Kevin Thomas of the Los Angeles Times wrote that Gillespie "smartly directed" a script that follows in the "stylish, energetic and darkly amusing horror movie tradition." Anita Gates of The New York Times wrote that the film "certainly can't be called a good movie, but within its genre it's perfectly palatable." Sean Axmaker of the Seattle Post-Intelligencer praised the film, noting: "Venom delivers everything a teen horror audience could ask for in a brisk 85 minutes."

Peter Hartlaub of the San Francisco Chronicle wrote: "Venom is a bad horror film, made worse by the fact that it takes place entirely in Louisiana. Although there isn't a hurricane or even much rain in the film, it's hard to get past the truth -- right about now, people who live in the bayou would probably consider a crazy guy running around with a crowbar a welcome alternative to the reality of the past two weeks." Paul Schrodt of Slant Magazine felt the film paled in comparison to The Skeleton Key, calling it "another lifeless (but peculiarly racist) Deep South horror movie" with "mostly unimaginative" deaths and set pieces.

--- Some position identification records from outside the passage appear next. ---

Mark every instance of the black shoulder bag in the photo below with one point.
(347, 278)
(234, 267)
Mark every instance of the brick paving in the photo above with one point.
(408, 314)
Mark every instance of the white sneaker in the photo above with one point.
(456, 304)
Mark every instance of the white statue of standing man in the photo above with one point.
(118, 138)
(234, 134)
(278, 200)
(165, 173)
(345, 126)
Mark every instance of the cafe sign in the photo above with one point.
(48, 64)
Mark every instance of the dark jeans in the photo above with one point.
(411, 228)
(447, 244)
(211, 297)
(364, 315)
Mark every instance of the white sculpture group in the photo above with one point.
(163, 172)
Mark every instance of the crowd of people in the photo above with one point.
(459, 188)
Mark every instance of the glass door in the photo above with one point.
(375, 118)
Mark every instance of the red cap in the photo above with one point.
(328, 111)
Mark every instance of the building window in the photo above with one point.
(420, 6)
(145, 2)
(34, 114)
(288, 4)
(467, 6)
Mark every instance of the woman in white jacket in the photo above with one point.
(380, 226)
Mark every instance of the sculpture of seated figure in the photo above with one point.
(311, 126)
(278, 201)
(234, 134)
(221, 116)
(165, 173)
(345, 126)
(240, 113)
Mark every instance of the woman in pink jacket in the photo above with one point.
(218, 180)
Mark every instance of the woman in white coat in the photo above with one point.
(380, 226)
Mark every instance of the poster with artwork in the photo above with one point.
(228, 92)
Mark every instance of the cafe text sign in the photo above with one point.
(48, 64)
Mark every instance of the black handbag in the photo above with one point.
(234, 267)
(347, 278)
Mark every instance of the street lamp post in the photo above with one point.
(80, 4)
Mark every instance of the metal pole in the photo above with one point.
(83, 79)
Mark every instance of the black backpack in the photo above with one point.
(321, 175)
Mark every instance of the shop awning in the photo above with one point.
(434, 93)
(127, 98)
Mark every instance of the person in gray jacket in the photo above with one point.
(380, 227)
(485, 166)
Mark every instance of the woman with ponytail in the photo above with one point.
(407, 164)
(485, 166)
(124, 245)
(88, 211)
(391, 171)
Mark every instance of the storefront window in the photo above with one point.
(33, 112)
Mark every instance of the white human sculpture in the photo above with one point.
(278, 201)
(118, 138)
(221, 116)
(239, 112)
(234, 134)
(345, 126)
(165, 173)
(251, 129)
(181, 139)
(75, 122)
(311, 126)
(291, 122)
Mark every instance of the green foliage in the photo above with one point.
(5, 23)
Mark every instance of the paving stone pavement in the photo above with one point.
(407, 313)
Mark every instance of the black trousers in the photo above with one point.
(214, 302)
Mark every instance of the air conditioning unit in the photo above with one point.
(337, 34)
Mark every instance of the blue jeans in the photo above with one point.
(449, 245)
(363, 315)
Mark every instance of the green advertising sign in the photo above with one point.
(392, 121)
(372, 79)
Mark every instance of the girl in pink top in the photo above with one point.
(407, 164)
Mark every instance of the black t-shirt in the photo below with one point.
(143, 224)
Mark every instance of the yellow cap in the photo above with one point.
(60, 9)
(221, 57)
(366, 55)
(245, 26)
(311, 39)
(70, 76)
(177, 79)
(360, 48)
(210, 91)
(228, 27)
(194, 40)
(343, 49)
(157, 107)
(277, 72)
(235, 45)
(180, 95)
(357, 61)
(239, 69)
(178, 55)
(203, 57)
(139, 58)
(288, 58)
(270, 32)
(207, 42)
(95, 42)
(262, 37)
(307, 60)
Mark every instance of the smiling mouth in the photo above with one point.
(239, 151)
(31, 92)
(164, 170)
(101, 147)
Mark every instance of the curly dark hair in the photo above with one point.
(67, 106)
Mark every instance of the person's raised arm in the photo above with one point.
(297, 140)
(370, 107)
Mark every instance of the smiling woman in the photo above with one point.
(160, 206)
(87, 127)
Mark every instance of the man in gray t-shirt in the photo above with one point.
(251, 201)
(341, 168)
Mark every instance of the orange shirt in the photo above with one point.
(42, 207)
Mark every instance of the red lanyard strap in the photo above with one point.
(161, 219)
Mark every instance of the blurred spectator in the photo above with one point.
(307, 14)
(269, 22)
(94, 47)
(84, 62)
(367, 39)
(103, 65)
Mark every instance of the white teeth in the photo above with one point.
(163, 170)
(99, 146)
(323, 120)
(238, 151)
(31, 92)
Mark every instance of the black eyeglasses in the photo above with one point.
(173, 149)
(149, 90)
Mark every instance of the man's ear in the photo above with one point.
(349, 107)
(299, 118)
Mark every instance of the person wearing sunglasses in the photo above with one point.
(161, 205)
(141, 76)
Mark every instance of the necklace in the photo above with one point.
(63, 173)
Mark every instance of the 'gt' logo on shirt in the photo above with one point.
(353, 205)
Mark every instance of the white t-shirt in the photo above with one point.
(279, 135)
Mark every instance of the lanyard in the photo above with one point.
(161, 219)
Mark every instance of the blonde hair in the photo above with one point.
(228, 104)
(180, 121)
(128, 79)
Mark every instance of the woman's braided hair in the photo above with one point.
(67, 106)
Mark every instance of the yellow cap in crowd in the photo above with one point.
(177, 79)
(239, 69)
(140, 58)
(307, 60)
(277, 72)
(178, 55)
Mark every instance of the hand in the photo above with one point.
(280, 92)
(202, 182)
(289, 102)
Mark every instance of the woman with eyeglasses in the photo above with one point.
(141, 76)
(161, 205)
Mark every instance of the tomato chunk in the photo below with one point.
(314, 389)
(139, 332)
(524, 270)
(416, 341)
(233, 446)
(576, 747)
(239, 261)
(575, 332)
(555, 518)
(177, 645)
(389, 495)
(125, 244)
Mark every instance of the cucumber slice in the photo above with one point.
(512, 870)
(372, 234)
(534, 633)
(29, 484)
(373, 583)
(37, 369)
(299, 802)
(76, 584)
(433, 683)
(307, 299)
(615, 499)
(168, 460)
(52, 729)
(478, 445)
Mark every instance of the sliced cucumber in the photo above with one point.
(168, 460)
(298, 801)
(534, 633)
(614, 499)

Johnny Butane of Dread Central gave note of the film's "paper thin" story and characters, "over the top" acting and quick dismissal of the killer, but felt it was "a pretty decent slasher movie," concluding that: "Hopefully it'll find its audience on DVD, as I'm sure is Dimension's plan anyway; but if you get a chance to see it in theaters, give it a go. Don't go in with high expectations, and you might enjoy yourself!" Scott Weinberg of DVD Talk wrote of the film, "Ultimately, Venom is too darn familiar to become anyone's dark-horse favorite, and the screenplay is more bland and familiar than it is outright terrible, but I'd say it's worthy of a rental if you love the horror stuff. You probably won't adore the thing, but you'll most likely admire its nasty tenacity."

In 2014, the film ranked at number 61 on a list of the 100 Greatest Slasher Movies on the genre website Vegan Voorhees.

===Home media===
Venom was released to DVD through Buena Vista Home Entertainment in the United States and Alliance Atlantis in Canada and marketed under the Dimension Home Video label on January 17, 2006. Outside of the United States and Canada, Venom was released to DVD through Buena Vista Home Entertainment and marketed under the Miramax Home Entertainment label in 2006.